An Intellectual Experiment ~ Ethics and Improvisation

I came across this lecture by philosopher Arnold Davidson and subsequent discussion that focus on the intersection of improvisation and ethics, jazz and philosophy. The philosophical sources of the lecture are Foucault, Hadot, and Cavell (the latter channeling Emerson, Throreau, Wittgenstein). Unfortunately. Davidson is ill-prepared time-wise and skips nearly all the musical examples he had prepared, sticking instead to familiar terrain of philosophical texts. Even then he gets to the punch line late (starting around minute 30:00 or so) - there he says “ . . . Since improvisation is the free creation of differences, it challenges and calls for intelligibility.

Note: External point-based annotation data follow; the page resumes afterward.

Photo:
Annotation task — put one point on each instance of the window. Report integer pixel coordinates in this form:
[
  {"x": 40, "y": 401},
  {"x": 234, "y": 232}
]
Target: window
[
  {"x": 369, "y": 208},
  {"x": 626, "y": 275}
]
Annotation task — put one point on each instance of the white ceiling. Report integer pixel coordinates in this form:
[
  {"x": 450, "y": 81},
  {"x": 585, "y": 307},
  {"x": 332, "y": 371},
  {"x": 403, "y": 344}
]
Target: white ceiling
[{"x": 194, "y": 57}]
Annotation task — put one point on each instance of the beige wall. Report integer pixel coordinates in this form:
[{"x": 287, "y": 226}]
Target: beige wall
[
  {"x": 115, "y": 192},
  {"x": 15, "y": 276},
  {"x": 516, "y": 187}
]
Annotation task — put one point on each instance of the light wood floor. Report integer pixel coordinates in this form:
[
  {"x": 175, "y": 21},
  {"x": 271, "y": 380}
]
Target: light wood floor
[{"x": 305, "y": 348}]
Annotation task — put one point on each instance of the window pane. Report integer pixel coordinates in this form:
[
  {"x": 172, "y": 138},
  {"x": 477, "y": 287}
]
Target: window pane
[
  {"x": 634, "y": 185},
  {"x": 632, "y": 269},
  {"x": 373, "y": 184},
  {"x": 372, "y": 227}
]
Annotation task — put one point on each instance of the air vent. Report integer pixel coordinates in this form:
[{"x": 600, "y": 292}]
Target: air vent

These differences in intelligibility are a source of discomfort.” And various forms of improvisation are an aid in the face of such discomfort too insofar as they evidence both fluidity and coherence they can, by generating work that is “fluid but not amorphous, coherent without being frozen” help establish and reestablish intelligibility by, I think, generating and settling discordance. I think this is plausible and will try to hunt down more refined versions of the argument as they appear. Interestingly, Davidson is collaborating with the esteemed musician/composer.historian George Lewis [1] [2] on a broad project here.